Antes, a taxação sobre os produtos taiwaneses era de 20%, aplicados reciprocamente para compensar o déficit comercial americano e práticas que os EUA consideram desleais.

As tarifas setoriais sobre autopeças, madeira e produtos derivados de madeira também serão limitadas a 15%, enquanto medicamentos genéricos e alguns recursos naturais não estarão sujeitos a tarifas "recíprocas", acrescentou o departamento americano.

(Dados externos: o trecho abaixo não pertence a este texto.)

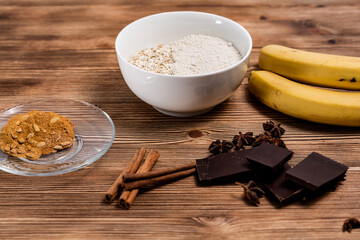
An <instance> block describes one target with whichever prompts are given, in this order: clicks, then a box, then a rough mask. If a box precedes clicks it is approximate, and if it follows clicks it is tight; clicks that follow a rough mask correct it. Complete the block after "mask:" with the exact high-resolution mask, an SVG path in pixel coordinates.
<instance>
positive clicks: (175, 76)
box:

Em contrapartida, empresas de chips e tecnologia farão "novos investimentos diretos totalizando pelo menos US$ 250 bilhões" para expandir a capacidade em áreas como semicondutores avançados e inteligência artificial nos Estados Unidos.

As empresas taiwanesas que construírem novas fábricas de chips no país norte-americano poderão importar até 2,5 vezes a capacidade planejada sem pagar tarifas específicas do setor durante a construção. A cota será reduzida para 1,5 vezes a capacidade planejada após a conclusão dos projetos.

Segundo o Secretário de Comércio dos EUA, Howard Lutnick, "o objetivo é trazer 40% de toda a cadeia de suprimentos e produção de Taiwan para os Estados Unidos", afirmou em entrevista à CNBC.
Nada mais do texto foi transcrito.